Overview
FAR 13.402 establishes the specific criteria that must be met to utilize fast payment procedures, which allow the government to pay a contractor's invoice prior to official verification of receipt and acceptance of supplies.
Key Rules
- Thresholds: Individual purchasing instruments generally cannot exceed $45,000, though executive agencies may approve higher limits for specific cases.
- Logistical Necessity: Usage is restricted to situations where geographical separation or poor communication between the receiving and disbursing offices makes payment based on formal acceptance impractical.
- Transfer of Title: Title to supplies must pass to the Government either upon delivery to a common carrier/post office or upon receipt if shipped by other means.
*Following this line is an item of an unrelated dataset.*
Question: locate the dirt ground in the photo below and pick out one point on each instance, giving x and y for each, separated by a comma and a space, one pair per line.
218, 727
- Contractor Liability: The supplier must explicitly agree to replace, repair, or correct any supplies that are damaged, lost in transit, or non-conforming.
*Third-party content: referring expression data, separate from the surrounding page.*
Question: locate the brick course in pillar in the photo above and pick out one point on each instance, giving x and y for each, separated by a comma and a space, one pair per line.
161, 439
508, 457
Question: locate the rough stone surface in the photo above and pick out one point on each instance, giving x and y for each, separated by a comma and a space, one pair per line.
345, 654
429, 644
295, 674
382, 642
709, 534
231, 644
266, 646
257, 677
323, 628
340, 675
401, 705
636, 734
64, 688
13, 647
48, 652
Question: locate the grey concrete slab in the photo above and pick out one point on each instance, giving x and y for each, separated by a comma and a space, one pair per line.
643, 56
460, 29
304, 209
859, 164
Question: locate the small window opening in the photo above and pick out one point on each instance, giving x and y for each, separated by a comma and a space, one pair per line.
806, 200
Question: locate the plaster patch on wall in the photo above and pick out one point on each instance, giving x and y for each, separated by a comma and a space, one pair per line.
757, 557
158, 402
- Scope of Work: The procedure is limited to firm-fixed-price contracts, purchase orders, or delivery orders for supplies.
- Internal Controls: Agencies must have systems to document performance, provide feedback to Contracting Officers regarding deficiencies, and track suppliers who abuse the procedure.
Practical Implications
- Accelerated Cash Flow: This procedure significantly speeds up payment to contractors by bypassing the traditional "three-way match" (contract, invoice, and receiving report) required before disbursement.
- Risk Management: Because the government pays before inspection, it relies heavily on the contractor’s agreement to remedy defects and the agency’s internal "blacklist" of suppliers who have a history of abusing the fast payment system.